Thomas Pynchon‘s Inherent Vice is about a pothead private investigator asked by his ex-girlfriend to look into the disappearance of her new (married) boyfriend, who is a wealthy land developer. Set in the sixties in Southern California, the hippy movement is strong, surfing and surf rock rule, mistrust is rampant, and everyone is corrupt. Everyone is looking to score but it’s not always drugs they are looking for.
This noir novel drives the reader into the mind of a pothead. Not necessarily the protagonist’s mind, because if I was inside Doc’s mind, I would have an easier time reading Inherent Vice. Pynchon introduces an unceasing barrage of characters, without any background on them: just a few sentences to explain how they’ve entered the story at that exact moment.
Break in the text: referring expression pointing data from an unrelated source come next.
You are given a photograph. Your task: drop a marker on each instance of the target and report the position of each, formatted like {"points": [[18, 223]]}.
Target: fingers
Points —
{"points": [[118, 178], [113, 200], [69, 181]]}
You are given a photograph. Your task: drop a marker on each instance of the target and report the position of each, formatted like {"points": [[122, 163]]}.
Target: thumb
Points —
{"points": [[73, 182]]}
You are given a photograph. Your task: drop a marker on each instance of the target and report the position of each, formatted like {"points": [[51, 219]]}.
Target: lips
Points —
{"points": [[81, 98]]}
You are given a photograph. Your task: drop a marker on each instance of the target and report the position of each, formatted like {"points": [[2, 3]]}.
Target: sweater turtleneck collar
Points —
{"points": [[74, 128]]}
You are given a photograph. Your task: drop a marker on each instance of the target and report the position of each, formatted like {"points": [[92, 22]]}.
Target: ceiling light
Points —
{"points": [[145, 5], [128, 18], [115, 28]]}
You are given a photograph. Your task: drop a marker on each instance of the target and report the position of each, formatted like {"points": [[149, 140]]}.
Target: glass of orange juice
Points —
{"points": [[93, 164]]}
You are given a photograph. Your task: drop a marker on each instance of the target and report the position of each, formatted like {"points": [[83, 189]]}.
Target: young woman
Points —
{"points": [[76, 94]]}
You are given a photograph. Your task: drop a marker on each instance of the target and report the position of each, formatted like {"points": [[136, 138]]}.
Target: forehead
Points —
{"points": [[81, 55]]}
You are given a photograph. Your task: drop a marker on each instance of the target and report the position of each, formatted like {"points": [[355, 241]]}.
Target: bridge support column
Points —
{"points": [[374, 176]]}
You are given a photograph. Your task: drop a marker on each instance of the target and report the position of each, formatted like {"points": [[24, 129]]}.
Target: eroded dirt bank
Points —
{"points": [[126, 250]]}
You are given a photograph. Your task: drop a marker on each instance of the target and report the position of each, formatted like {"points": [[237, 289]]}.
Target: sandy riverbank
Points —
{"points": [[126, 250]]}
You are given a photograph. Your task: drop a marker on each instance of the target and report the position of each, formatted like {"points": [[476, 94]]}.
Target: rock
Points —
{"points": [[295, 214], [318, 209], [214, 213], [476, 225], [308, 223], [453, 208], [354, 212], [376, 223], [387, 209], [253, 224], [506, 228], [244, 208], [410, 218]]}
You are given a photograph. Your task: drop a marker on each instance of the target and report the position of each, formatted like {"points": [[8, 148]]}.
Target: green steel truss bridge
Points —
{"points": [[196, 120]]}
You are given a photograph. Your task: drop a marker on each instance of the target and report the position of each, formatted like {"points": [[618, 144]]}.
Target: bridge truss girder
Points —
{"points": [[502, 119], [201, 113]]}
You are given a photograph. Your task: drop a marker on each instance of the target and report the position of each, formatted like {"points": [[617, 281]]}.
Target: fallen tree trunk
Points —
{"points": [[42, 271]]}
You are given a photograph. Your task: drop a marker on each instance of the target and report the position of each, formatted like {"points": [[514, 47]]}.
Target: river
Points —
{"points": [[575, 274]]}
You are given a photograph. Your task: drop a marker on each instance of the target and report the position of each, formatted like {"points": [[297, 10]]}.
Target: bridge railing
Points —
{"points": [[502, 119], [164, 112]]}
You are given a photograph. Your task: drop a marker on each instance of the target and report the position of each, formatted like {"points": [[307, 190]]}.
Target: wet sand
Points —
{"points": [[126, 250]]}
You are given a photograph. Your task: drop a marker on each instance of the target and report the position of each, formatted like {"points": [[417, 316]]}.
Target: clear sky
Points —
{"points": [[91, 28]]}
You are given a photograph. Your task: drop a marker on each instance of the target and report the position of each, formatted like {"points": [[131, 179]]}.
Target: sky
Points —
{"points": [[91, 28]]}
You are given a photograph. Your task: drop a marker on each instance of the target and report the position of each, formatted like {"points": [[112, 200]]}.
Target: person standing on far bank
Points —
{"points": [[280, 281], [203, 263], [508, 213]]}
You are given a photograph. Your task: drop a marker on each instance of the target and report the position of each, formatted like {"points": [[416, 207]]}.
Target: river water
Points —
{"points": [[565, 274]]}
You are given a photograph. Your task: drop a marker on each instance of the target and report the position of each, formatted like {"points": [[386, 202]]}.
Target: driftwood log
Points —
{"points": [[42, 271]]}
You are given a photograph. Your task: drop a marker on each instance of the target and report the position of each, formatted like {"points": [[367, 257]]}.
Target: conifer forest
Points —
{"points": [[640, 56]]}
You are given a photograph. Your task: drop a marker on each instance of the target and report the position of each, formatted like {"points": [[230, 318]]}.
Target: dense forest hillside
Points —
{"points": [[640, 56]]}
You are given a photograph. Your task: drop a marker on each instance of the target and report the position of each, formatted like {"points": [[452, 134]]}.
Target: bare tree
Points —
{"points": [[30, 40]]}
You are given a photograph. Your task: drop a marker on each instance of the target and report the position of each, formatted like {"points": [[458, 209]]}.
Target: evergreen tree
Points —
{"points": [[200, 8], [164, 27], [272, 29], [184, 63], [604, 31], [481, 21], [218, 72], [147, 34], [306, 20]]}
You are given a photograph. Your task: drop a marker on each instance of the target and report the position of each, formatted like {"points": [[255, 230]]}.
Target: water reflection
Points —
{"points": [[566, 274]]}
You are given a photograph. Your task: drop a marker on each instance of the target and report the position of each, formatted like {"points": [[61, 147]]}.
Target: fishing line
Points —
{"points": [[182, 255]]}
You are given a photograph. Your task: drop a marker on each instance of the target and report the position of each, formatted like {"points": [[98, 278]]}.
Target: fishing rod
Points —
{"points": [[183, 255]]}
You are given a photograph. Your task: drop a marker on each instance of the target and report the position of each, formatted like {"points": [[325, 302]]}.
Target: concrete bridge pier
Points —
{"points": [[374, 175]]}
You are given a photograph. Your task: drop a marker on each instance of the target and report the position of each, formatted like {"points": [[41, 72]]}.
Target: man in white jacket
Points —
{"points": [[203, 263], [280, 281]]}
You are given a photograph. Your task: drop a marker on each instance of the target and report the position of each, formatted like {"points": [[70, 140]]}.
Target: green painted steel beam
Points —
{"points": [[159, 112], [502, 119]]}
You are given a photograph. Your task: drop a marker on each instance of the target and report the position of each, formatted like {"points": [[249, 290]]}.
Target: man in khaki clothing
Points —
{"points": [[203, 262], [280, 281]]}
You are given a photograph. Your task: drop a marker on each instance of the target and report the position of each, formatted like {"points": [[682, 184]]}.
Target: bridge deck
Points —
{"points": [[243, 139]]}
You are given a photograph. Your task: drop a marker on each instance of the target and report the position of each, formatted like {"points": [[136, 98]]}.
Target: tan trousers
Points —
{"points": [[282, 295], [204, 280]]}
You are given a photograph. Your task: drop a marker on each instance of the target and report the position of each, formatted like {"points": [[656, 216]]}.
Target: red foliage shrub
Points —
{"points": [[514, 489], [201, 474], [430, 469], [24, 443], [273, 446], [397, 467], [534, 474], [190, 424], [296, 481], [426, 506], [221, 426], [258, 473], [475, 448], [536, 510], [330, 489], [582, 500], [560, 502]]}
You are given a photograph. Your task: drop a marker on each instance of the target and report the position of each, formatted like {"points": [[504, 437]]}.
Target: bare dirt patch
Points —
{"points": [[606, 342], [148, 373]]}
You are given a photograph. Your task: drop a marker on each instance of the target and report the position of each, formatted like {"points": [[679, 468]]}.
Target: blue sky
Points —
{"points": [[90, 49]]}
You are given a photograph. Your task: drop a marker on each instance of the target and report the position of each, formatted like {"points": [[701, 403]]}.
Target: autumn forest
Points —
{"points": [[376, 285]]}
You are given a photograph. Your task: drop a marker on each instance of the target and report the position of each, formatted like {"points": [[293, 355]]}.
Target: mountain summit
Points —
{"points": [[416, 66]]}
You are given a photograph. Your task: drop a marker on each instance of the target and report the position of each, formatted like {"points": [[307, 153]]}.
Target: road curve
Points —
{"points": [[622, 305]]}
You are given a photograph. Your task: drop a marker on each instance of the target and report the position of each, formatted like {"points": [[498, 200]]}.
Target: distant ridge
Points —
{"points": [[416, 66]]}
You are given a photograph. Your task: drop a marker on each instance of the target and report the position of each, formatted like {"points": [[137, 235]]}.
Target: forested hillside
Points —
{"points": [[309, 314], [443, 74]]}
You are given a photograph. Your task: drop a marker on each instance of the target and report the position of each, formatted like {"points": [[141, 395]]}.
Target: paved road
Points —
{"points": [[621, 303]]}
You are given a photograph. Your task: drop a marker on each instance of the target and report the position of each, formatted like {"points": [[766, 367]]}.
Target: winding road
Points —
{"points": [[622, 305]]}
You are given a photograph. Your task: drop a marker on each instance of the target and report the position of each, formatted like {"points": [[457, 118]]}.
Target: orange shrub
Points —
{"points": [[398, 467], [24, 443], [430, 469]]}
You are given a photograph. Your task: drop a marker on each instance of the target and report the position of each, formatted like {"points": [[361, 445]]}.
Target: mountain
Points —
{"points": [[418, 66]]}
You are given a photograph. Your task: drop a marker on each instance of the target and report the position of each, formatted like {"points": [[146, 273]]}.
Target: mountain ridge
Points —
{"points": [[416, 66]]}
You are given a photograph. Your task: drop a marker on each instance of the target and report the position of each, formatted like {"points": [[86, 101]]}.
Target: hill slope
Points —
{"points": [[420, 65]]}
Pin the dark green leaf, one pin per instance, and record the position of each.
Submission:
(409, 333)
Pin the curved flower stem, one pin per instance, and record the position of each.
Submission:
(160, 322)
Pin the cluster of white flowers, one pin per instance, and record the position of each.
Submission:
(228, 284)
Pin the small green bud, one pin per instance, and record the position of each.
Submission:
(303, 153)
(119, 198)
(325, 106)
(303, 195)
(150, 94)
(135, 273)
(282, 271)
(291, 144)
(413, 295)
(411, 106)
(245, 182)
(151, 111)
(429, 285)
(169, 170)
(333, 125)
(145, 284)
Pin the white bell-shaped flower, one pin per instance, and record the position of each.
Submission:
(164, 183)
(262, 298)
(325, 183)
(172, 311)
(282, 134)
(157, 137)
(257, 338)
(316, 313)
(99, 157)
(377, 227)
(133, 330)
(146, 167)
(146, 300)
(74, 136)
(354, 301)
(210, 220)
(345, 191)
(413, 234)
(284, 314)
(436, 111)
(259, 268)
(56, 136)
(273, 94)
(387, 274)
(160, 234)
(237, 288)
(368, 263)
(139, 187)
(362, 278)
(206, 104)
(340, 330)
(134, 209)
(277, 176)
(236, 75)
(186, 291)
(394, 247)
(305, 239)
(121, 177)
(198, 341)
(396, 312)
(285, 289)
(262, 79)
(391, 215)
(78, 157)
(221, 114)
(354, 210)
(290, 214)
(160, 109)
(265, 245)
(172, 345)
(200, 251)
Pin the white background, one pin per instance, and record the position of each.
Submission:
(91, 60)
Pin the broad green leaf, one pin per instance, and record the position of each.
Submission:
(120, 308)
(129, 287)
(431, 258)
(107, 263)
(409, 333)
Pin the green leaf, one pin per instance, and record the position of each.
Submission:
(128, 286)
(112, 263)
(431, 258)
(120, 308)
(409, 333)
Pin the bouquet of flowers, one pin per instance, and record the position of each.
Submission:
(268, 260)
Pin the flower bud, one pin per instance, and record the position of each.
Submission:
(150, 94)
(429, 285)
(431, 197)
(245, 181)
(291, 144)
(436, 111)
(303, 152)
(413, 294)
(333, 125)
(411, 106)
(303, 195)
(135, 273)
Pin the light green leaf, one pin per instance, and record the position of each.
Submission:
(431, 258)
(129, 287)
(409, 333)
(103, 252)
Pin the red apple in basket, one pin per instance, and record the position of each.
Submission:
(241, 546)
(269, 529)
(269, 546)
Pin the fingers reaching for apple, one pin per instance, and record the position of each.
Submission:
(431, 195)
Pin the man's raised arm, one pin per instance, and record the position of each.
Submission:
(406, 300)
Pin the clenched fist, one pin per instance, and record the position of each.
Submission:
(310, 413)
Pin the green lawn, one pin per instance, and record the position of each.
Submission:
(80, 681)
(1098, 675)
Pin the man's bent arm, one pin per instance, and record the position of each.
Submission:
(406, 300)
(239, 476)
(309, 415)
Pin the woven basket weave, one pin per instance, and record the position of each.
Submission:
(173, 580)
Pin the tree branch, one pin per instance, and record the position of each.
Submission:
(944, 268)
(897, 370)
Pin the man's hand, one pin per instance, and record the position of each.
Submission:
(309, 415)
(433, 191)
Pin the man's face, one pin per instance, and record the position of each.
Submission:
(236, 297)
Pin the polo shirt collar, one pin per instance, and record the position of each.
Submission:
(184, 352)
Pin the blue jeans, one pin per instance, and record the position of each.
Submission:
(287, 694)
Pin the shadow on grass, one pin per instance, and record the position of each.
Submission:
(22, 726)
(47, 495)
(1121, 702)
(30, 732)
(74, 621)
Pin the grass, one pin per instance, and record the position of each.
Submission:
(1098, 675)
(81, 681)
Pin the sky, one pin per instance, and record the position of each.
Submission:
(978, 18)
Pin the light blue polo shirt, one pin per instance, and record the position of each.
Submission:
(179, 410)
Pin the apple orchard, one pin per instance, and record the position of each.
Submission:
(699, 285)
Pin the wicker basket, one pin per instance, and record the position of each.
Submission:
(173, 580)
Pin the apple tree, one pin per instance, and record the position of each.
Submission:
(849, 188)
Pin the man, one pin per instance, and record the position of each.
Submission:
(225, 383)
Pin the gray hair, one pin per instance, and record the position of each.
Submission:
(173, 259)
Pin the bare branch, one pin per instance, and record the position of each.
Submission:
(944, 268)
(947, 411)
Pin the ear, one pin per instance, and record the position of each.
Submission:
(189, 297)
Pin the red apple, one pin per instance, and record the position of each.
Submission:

It’s like we are Doc’s silent partner, waiting for him to verbalize something so that we can understand what is happening. Everything seems so hazy as you read: characters reappear, but there are so many you have to struggle to remember who they are: Corrupt cops, drug dealing cooks, white supremacists, boyfriends, a sitcom-obsessed lawyer, wives, drug transporting flight attendants. Everyone is high on something: drugs, power, wealth, sex.
Pynchon’s descriptions pull you into a drugged out haze: one where you end up rereading paragraphs because he subtly makes your mind wander as Doc’s mind wanders and connects unrelated things and notes everything he sees and hears.